If The Master Is Any Good, You Can Thank Joaquin Phoenix’s Fake Rapping
One of the many elements that makes Paul Thomas Anderson’s The Master such an object of fascination is the fact that the movie will be Joaquin Phoenix’s first project since he went woolly. The last time we saw the ever-talented Phoenix onscreen, it was in his fake-documentary I’m Still Here, in which he was bearded and incoherent and druggy and pretending to launch a rap career. Personally, I was always onboard with Phoenix and his buddy/director Casey Affleck trying to mess with us; getting Diddy to vouch that “Joaquin’s for real” will forever be a hilarious thing to do.
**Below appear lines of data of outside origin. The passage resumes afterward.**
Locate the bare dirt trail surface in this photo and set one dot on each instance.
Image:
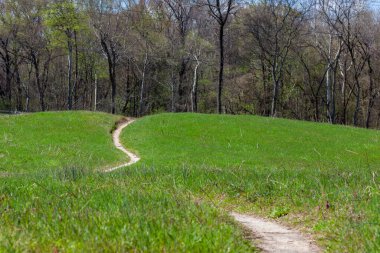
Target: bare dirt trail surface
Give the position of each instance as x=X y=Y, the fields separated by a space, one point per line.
x=274 y=238
x=116 y=141
x=269 y=236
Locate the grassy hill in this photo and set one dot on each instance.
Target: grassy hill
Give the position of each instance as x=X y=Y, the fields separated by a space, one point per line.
x=323 y=179
x=59 y=203
x=44 y=141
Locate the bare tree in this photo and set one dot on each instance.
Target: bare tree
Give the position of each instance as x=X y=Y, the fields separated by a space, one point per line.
x=221 y=10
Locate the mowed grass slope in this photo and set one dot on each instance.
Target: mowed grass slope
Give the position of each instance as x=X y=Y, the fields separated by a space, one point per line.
x=322 y=178
x=44 y=141
x=67 y=206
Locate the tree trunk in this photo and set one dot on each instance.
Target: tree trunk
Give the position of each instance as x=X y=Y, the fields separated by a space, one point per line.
x=143 y=86
x=372 y=96
x=219 y=104
x=193 y=97
x=69 y=76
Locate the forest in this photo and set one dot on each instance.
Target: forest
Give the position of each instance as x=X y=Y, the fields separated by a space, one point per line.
x=315 y=60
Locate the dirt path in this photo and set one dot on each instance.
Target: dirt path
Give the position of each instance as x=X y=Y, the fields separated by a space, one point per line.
x=268 y=236
x=116 y=141
x=272 y=237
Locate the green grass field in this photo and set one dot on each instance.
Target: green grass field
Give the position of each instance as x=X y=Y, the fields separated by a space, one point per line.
x=46 y=141
x=194 y=169
x=273 y=167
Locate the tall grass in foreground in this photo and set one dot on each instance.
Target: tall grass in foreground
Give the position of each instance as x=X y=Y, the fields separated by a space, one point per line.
x=136 y=210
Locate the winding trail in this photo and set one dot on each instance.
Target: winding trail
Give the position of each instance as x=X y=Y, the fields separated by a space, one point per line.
x=116 y=141
x=268 y=236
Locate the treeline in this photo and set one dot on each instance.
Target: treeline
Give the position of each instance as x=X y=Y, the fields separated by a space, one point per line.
x=305 y=59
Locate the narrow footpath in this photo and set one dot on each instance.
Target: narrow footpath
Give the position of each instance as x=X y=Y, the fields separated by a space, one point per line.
x=268 y=236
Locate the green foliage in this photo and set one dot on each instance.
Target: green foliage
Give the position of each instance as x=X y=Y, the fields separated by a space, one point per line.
x=63 y=19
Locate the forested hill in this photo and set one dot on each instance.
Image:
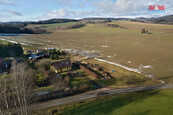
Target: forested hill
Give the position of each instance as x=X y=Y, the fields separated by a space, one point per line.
x=16 y=29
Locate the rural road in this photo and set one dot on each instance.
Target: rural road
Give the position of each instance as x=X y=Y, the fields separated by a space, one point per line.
x=93 y=94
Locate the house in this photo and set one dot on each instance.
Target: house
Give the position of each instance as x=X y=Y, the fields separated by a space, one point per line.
x=59 y=65
x=39 y=50
x=29 y=52
x=5 y=66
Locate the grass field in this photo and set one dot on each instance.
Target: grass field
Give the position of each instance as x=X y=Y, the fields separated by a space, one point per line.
x=49 y=26
x=153 y=102
x=121 y=78
x=125 y=46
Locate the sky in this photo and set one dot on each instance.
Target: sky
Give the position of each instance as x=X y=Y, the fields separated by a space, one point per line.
x=34 y=10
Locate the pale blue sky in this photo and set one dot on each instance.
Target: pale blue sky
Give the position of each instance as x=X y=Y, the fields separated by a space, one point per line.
x=29 y=10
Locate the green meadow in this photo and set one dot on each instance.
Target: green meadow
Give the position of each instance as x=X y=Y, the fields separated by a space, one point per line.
x=154 y=102
x=126 y=45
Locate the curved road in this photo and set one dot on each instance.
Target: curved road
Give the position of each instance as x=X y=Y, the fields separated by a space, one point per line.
x=93 y=94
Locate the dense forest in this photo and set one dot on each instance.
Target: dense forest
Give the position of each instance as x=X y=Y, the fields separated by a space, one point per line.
x=16 y=29
x=10 y=50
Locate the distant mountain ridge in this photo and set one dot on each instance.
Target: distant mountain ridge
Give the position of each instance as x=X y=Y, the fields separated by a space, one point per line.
x=161 y=20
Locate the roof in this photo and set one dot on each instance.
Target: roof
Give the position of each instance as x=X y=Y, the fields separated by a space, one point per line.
x=61 y=64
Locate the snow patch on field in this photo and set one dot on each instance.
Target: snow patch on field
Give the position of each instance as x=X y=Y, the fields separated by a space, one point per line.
x=14 y=42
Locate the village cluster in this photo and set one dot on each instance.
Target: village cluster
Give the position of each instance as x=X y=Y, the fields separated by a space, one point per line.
x=57 y=71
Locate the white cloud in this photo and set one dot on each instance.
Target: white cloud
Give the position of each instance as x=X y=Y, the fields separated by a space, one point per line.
x=7 y=2
x=129 y=7
x=11 y=12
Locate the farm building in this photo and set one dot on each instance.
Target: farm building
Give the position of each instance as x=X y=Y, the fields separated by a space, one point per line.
x=60 y=65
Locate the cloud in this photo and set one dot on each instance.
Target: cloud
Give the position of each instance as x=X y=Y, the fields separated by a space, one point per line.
x=14 y=13
x=129 y=7
x=7 y=2
x=55 y=13
x=65 y=2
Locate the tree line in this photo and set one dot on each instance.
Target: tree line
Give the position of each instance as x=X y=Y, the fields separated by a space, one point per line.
x=17 y=29
x=10 y=50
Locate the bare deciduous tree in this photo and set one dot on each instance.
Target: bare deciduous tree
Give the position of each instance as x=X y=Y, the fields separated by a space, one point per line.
x=16 y=90
x=22 y=86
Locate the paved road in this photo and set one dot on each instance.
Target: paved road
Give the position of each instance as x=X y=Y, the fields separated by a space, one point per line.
x=93 y=94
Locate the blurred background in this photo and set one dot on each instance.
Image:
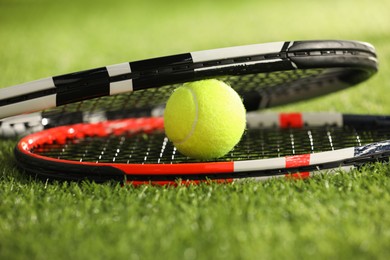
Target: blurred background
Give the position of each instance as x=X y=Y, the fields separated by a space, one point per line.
x=41 y=38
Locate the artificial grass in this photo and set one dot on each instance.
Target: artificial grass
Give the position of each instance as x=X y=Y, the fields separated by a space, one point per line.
x=339 y=216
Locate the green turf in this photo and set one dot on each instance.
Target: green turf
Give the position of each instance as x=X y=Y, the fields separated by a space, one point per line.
x=343 y=216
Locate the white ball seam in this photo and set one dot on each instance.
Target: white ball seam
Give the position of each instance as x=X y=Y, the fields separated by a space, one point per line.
x=194 y=123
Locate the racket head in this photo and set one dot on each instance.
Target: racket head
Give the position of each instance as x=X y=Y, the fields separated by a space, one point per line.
x=265 y=75
x=137 y=151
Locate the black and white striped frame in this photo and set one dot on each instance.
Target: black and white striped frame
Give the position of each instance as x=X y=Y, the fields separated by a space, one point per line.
x=354 y=62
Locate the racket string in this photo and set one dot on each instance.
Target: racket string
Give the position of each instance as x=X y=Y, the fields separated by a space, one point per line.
x=154 y=147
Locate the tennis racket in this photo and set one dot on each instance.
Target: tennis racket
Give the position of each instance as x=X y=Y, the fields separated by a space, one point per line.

For the most part, though, the long months of performance art rubbed the populace the wrong way, and the end result of I’m Still Here wasn’t nearly enough to convince the detractors it was all worth it. But those same anti–I’m Still Here–ians must now face an uncomfortable truth: According to the man himself, if Phoenix’s comeback performance — and, by extension, The Master as a whole — is any good, it’s because of that time he was pretending to be a rapper.
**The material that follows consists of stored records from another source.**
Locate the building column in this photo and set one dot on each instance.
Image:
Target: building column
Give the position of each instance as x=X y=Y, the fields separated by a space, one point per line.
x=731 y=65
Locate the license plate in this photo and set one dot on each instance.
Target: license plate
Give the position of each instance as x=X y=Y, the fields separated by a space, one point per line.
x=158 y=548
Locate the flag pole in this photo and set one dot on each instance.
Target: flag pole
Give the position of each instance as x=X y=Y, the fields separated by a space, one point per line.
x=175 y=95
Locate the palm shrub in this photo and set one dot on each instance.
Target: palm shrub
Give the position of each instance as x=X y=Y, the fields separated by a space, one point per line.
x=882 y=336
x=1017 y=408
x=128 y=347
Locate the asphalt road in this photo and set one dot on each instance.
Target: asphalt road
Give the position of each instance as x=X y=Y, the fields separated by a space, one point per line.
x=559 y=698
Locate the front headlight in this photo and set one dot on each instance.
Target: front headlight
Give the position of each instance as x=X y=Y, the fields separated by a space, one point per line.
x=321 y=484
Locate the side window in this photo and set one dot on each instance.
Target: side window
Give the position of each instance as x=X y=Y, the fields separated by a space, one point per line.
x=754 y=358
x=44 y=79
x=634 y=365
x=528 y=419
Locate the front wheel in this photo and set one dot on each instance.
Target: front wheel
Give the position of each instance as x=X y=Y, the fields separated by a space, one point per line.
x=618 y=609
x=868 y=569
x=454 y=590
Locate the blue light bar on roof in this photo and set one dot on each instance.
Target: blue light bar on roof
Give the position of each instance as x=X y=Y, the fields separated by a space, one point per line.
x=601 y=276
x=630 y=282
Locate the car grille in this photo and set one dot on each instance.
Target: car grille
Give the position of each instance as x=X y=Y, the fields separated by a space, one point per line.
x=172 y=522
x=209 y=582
The New York Times sat down with Phoenix in Venice as part of The Master’s premiere at the Venice Film Festival, and got the breakdown:
[Phoenix] said that his last film – although greeted in most quarters with befuddlement or hostility – represented an important turning point. “It completely broadened my perspective on acting,” he said “I wanted to have that same experience that anything is possible” The lessons of I’m Still Here inspired him to experiment. “Going out on a stage publicly and not knowing how people are going to react to you – once I experienced that, it made me feel much more comfortable about going into a scene” On The Master he tried out different interpretations of lines and scenes, even going for “things that might seem absurd or stupid or don’t make sense or are obviously, quote-unquote, out of character.” Mr. Anderson said that for much of the shoot, Mr. Phoenix stayed in character. Mr. Phoenix, for his part, dislikes the actorly pretensions of the phrase — “I just hate hearing ‘staying in character,'” he said — but he acknowledged the importance of sustaining tension in this case. “[His character] Freddie was so extreme,” he said. “I couldn’t physically release and let my body relax, then go back into it.”
Staying in character. Just like for all of I’m Still Here.
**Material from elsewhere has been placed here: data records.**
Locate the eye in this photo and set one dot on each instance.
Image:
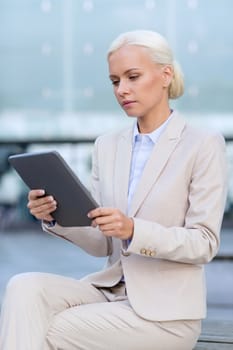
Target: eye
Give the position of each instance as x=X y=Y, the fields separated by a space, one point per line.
x=133 y=76
x=115 y=82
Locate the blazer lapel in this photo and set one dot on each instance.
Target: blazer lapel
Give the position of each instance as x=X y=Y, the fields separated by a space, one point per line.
x=158 y=159
x=122 y=169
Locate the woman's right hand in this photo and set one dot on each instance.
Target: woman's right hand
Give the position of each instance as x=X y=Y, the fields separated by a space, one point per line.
x=39 y=206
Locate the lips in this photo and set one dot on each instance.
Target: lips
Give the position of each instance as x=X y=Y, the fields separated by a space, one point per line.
x=127 y=103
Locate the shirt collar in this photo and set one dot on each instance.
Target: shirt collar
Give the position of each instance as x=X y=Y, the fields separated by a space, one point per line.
x=154 y=135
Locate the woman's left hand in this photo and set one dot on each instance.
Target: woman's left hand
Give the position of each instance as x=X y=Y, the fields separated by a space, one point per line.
x=112 y=222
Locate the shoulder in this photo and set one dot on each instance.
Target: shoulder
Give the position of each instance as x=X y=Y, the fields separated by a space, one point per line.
x=112 y=138
x=197 y=135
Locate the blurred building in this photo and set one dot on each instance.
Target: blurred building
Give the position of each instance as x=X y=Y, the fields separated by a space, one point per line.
x=54 y=77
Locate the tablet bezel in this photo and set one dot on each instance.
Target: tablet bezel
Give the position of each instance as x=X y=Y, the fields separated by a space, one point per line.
x=49 y=171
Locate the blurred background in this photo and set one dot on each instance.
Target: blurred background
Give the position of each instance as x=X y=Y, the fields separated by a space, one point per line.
x=55 y=94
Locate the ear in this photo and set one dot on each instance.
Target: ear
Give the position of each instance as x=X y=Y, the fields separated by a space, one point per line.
x=167 y=75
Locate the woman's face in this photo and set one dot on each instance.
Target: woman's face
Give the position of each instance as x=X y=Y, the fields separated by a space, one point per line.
x=139 y=84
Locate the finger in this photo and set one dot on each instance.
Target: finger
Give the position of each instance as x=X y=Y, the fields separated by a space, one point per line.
x=44 y=210
x=100 y=212
x=34 y=194
x=38 y=202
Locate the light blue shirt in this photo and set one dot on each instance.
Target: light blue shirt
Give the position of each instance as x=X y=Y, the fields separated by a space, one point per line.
x=143 y=145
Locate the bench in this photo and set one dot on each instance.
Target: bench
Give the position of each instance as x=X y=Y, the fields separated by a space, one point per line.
x=216 y=335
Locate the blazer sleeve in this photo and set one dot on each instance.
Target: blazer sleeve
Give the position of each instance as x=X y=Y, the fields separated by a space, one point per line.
x=197 y=242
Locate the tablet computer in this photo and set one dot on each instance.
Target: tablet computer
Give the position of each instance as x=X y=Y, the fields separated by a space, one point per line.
x=49 y=171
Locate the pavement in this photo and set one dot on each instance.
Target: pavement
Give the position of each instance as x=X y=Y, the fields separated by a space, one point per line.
x=30 y=249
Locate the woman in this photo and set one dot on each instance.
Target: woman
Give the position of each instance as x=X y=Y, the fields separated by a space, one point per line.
x=161 y=187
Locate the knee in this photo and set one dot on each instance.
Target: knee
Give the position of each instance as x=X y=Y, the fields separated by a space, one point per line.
x=25 y=284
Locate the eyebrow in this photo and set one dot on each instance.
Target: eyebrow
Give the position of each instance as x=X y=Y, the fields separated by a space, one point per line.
x=111 y=76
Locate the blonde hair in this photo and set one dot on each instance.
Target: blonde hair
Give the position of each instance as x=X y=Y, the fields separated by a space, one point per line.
x=159 y=51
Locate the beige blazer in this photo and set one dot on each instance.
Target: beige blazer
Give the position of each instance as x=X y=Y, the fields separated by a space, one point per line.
x=177 y=209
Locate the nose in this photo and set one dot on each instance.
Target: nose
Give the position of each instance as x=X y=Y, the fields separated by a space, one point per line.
x=122 y=88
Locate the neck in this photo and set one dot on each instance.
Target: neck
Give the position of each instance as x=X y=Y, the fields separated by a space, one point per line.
x=147 y=125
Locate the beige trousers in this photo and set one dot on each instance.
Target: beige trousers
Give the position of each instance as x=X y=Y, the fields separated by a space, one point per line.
x=49 y=312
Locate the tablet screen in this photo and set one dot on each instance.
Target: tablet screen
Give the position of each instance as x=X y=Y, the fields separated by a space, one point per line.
x=49 y=171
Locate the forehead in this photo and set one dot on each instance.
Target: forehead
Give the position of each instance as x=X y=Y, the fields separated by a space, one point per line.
x=128 y=57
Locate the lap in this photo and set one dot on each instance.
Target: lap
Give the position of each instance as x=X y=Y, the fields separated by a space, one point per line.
x=115 y=325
Early accounts suggest Phoenix’s performance is one of the best of his career — a career that has already nabbed him two Academy Award nominations. If this is the movie, as many predict, that’ll bring Phoenix his first Oscar triumph, let’s hope he really takes the time during his acceptance speech to point out that none of this would have been possible if he had never gotten involved with fake rap.